Submitted by on March 21, 2011 – 9:52 am5 Comments

by J Walter Weatherman
Picture the scene: it’s roughly 10am on a Saturday morning at Piccadilly station, and a group of twenty and thirty something males are stood giggling at a ticket machine because they’ve just typed the word Penis into it.

Now this isn’t out of choice of course, the reason for this outbreak of schoolboy humour is due to the destination: Penistone. And so begins another day on the rattler watching FC United on their travels.

Now I don’t need to tell you that I was one of that group. Or that we did the exact same thing last season, or that I even went so far as to take a photo of the Penistone sign at the train station minus the ‘tone’ so, wait for it, it spelt Penis… No, I don’t need to tell you any of that. But that is the spirit that takes hold of you when you go watching FC on their travels. And it’s bloody marvellous.

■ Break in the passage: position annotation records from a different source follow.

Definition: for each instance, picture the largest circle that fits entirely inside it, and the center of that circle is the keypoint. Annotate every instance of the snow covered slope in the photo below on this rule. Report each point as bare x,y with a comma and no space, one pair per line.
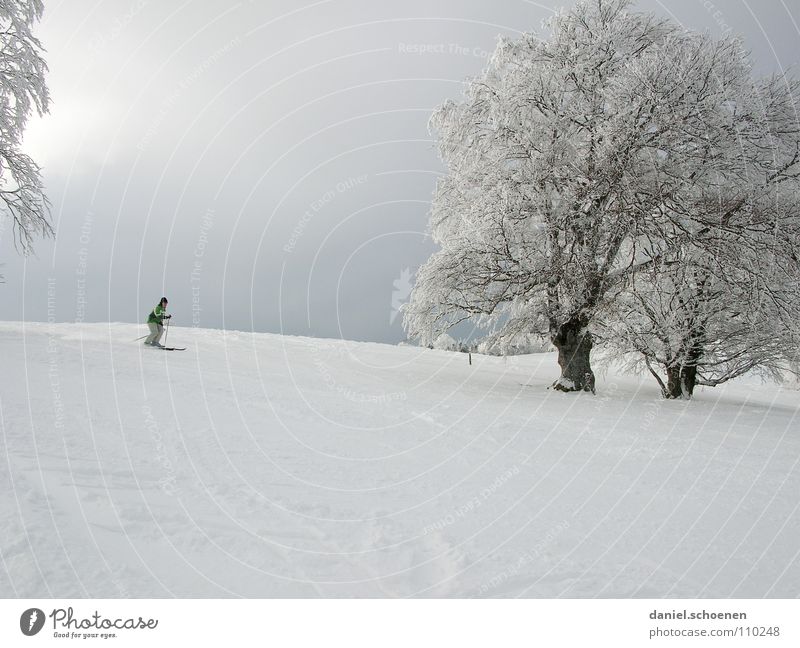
261,465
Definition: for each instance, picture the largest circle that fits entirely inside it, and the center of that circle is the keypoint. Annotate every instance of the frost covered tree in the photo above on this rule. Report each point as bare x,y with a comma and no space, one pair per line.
705,316
22,90
575,163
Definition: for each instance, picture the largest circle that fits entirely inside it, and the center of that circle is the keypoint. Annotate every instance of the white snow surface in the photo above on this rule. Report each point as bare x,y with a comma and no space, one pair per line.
261,465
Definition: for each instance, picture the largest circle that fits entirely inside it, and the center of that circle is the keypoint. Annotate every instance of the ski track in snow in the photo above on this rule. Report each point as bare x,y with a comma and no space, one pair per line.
261,465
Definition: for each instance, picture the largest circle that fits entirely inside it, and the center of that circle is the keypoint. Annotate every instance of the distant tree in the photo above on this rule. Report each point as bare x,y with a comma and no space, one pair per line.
705,316
574,164
22,90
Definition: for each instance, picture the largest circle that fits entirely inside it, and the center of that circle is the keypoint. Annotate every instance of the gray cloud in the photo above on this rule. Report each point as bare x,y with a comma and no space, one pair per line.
265,165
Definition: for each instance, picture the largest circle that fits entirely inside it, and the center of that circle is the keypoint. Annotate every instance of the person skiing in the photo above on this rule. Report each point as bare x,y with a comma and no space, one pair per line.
155,322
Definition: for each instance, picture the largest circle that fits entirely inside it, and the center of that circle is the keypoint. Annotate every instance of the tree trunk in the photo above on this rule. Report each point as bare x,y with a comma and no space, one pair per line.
681,381
574,344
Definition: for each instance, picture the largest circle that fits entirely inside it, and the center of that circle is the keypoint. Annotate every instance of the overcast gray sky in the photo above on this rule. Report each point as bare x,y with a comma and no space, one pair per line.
266,165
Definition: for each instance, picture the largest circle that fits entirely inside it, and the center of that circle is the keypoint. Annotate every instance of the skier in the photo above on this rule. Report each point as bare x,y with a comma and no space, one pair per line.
155,322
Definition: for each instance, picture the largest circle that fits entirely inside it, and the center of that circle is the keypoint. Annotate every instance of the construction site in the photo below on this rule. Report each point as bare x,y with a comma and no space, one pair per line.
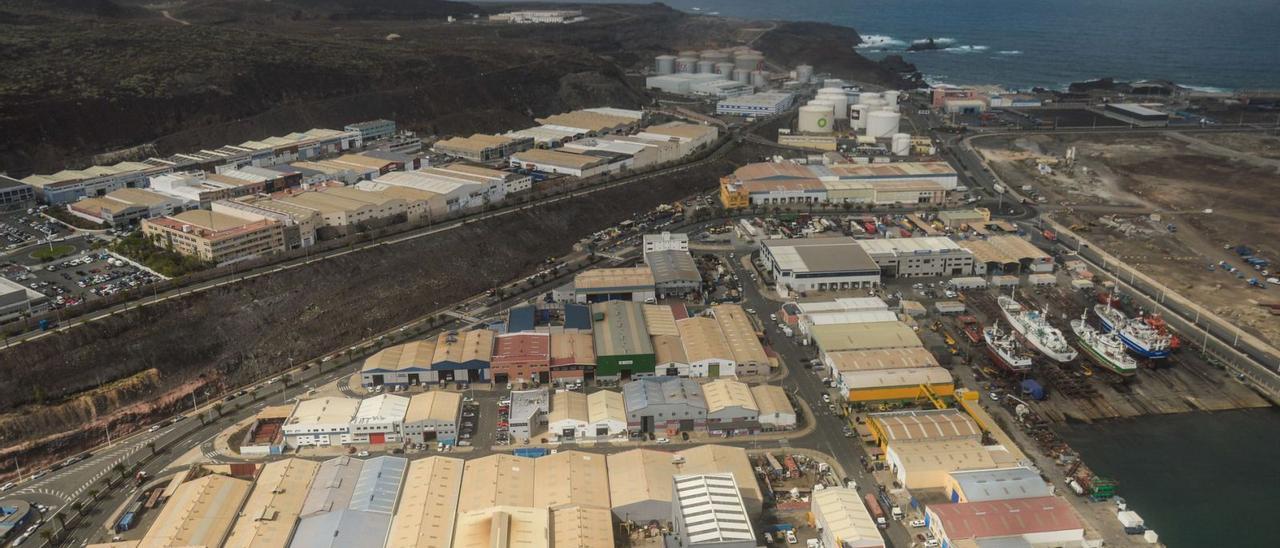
1170,204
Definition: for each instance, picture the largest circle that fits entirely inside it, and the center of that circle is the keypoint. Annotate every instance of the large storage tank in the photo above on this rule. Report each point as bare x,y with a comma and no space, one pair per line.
858,115
750,62
881,124
816,119
664,64
804,73
901,145
839,99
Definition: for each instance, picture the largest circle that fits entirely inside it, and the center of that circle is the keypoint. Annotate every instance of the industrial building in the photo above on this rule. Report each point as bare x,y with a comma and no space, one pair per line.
708,511
580,416
755,104
379,420
675,274
464,356
429,505
216,237
818,264
320,421
1136,114
622,346
529,411
400,365
913,257
640,487
730,407
842,519
1042,521
199,512
776,411
274,505
433,416
1006,255
351,503
664,403
522,357
16,195
483,149
996,484
634,283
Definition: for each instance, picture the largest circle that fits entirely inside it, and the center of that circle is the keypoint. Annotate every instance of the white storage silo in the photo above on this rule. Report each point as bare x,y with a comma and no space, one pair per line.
881,124
816,119
901,145
664,64
750,62
804,73
858,115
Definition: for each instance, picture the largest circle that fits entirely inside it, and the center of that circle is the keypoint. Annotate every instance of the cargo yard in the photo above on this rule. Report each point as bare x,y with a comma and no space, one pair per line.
1169,204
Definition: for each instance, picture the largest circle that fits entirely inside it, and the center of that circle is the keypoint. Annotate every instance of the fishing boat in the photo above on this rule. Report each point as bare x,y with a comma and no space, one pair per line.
1104,348
1134,333
1036,329
1005,350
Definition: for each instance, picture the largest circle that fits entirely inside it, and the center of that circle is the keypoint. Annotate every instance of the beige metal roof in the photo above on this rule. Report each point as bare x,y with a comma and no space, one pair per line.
772,400
503,526
417,354
613,278
497,480
865,360
703,339
435,405
273,507
200,514
926,425
583,528
571,478
670,350
871,336
740,334
659,320
723,393
428,505
568,405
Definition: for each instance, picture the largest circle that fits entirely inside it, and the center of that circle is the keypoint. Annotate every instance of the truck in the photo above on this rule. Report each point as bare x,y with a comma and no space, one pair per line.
872,506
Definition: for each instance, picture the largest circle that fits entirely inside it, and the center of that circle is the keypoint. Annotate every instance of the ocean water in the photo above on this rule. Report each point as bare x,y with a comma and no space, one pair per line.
1197,479
1208,44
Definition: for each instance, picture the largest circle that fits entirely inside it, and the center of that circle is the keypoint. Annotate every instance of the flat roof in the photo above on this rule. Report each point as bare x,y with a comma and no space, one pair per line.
434,405
996,519
725,393
274,506
429,503
881,359
922,425
772,400
200,512
624,278
869,336
821,255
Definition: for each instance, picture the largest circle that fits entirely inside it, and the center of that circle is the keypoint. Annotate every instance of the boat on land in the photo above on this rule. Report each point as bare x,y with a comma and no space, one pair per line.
1034,328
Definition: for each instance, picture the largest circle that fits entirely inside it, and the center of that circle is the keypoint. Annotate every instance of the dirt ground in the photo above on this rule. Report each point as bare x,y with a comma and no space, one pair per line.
1124,191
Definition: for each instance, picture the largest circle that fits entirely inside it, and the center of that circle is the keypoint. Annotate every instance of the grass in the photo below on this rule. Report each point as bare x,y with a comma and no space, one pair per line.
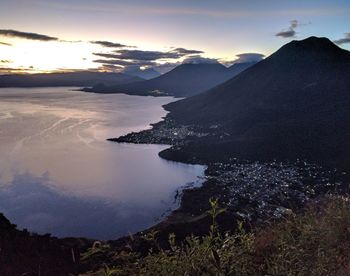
316,242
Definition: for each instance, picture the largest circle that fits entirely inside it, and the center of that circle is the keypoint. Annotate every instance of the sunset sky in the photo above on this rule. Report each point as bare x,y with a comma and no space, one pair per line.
45,35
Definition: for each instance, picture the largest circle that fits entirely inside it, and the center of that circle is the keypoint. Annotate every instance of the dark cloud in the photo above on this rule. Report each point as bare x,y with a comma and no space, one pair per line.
199,60
5,44
290,32
109,44
110,67
249,57
146,55
286,34
32,36
9,70
184,52
124,62
104,55
344,40
244,58
294,24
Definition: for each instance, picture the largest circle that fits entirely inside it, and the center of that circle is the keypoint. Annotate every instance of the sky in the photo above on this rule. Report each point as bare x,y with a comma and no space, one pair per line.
116,35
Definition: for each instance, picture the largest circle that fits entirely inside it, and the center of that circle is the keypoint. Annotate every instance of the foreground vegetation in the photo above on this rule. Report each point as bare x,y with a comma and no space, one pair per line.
316,242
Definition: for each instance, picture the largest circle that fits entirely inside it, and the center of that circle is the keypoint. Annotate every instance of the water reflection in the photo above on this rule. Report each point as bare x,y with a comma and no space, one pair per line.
58,174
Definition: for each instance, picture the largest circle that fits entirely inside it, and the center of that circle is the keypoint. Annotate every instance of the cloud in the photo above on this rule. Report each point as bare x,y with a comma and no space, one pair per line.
106,55
183,51
166,67
146,55
5,44
249,57
124,62
294,23
9,70
199,60
290,32
109,44
25,35
344,40
244,58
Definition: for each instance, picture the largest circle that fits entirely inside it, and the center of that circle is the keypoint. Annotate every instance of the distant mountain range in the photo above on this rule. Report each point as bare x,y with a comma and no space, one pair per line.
294,104
83,78
183,81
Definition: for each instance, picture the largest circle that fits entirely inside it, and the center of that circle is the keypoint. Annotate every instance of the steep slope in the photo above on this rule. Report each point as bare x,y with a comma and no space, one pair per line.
183,81
294,104
82,78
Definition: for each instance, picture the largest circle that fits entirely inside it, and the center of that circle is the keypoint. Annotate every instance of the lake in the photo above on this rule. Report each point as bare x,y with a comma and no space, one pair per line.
59,175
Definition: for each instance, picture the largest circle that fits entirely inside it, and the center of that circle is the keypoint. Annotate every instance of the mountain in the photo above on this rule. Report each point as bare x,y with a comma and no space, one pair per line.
183,81
146,74
82,78
294,104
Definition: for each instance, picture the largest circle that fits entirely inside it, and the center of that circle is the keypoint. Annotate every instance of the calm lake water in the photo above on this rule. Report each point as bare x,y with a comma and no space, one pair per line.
59,175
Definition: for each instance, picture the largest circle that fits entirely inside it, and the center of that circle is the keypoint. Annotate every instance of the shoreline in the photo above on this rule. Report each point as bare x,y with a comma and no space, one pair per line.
251,191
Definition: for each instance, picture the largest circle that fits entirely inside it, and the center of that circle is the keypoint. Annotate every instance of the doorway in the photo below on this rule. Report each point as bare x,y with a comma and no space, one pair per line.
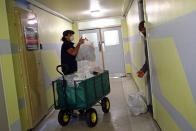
108,48
28,71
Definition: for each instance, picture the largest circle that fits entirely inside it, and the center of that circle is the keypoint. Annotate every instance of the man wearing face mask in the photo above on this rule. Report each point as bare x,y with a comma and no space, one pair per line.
69,52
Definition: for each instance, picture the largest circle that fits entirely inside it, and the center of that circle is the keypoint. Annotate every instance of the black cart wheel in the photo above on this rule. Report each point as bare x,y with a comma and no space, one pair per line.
64,117
105,103
91,117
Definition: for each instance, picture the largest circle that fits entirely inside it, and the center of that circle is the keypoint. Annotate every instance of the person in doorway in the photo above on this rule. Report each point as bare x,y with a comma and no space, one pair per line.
69,52
145,67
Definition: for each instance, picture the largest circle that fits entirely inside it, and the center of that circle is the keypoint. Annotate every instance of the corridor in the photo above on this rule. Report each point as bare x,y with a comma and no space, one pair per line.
57,57
119,118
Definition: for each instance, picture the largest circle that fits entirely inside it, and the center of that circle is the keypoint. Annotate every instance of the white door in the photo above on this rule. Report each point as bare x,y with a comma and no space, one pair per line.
113,50
94,36
109,48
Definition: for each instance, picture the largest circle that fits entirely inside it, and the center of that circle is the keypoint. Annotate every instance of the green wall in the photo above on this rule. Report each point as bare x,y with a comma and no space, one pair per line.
171,44
6,65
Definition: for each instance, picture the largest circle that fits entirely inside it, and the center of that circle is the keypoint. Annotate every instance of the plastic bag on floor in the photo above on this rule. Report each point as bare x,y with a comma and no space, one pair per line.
137,104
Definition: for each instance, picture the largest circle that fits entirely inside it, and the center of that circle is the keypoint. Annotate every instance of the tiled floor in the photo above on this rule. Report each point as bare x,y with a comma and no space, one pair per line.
119,118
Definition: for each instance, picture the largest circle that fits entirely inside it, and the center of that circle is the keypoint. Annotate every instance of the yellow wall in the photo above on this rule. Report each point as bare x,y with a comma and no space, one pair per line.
169,24
6,65
50,32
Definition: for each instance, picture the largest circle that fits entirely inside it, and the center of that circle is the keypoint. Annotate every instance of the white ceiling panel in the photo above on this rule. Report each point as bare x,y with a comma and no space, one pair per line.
87,9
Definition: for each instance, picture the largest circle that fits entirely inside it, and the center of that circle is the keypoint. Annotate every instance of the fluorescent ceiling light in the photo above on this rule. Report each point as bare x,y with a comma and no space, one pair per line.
95,13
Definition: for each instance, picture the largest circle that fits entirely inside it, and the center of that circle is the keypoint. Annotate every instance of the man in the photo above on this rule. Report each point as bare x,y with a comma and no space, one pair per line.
145,67
69,52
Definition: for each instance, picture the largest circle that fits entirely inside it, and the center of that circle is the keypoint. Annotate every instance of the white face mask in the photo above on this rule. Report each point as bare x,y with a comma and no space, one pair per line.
72,38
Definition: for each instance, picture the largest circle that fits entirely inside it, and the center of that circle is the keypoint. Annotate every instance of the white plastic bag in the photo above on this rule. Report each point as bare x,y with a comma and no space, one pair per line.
137,104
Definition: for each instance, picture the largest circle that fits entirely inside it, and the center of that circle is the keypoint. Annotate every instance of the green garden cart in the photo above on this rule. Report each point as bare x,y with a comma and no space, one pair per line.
81,97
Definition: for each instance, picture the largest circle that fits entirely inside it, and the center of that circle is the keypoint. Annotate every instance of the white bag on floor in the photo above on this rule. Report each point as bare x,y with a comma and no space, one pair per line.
137,104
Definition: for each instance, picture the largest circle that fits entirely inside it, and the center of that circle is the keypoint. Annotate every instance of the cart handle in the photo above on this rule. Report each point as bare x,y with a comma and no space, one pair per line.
57,69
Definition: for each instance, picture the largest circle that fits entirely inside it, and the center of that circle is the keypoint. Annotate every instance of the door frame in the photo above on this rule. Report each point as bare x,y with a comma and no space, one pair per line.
101,42
121,42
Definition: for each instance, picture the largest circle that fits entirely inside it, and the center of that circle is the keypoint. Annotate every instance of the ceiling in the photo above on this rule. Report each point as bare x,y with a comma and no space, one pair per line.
82,9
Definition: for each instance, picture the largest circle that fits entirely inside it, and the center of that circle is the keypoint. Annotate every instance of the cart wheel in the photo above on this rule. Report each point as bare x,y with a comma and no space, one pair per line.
105,103
91,117
63,117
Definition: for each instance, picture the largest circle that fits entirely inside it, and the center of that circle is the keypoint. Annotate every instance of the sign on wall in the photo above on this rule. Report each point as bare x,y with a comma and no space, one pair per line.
30,27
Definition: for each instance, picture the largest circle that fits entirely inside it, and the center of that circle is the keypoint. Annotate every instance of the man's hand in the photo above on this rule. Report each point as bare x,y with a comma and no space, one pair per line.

Our co-operative, fan-owned thing of wonder is now into its sixth season, yet despite lower numbers travelling than in the first few seasons, it’s still a joy to get on a train, forget about the working week and the usual constraints of everyday life and embark into the unknown. Which is the real beauty of the FC away game. It tempts you with promises of drunken debauchery, adventure and camaraderie like nothing else in life possibly can, before dumping you in such exotic locations as Chorley or Goole.

But it’s these places that make watching FC away what it is. From watching United away in the same cities year in, year out, after the events of May 2005 we suddenly found ourselves facing what can only be described as a culture shock. I can still remember the walk from Witton Albion to Northwich Victoria in the first season, making the short walk through fields, taking in the countryside view and thinking ‘Are those sheep doing it?’ followed swiftly by ‘I’m taking a countryside walk to watch United, I bet John Craven’s never done that before’.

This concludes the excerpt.